Tim Bray Feb 28, 2023

@sarahjamielewis Nice thread you launched there. Back in the day I was heavily involved at W3C and kind of TimBL's loyal opposition, a Semantic-Web skeptic. I still sort of am, but remain open-minded, there's a there there but we haven't found it. In this timeline anyhow.

Having said all that, I object to the phrase “entangled in meaningless prose”. That prose is the real payload, we are language-centric creatures.

@sarahjamielewis and worse: #research that is usually 100% tax-funded is #paywalled by #rentseeking publishers that charge obscene amounts to even read their publications at all.

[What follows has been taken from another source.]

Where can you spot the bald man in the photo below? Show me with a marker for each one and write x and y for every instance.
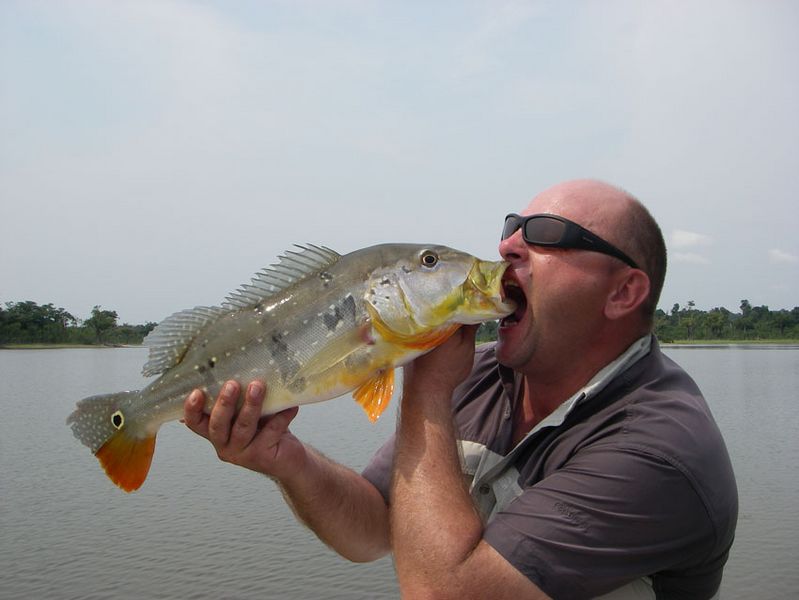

jonny (good kind)May 21, 2023

@sarahjamielewis
check this out we're on the same page and there are a growing number of ppl working on making this real ❤️❤️
https://jon-e.net/surveillance-graphs/

Surveillance Graphs

Vulgarity and Cloud Orthodoxy in Linked Data Infrastructures - A critical history of the semantic web and linked data, grappling with the next generation of surveillance capitalism, where grand corporate knowledge graphs devour the planet and sell it back to us as a glassy-eyed LLM personal assistants, will we remain stuck in the ideology of the cloud, or can we have better dreams?

Surveillance Graphs

miki May 21, 2023

@sarahjamielewis There is an alternate timeline where the semantic web took off and black had SEOs had tons of fun spamming the crap out of it with fake entries promoting their products, and then people moved on to better platforms.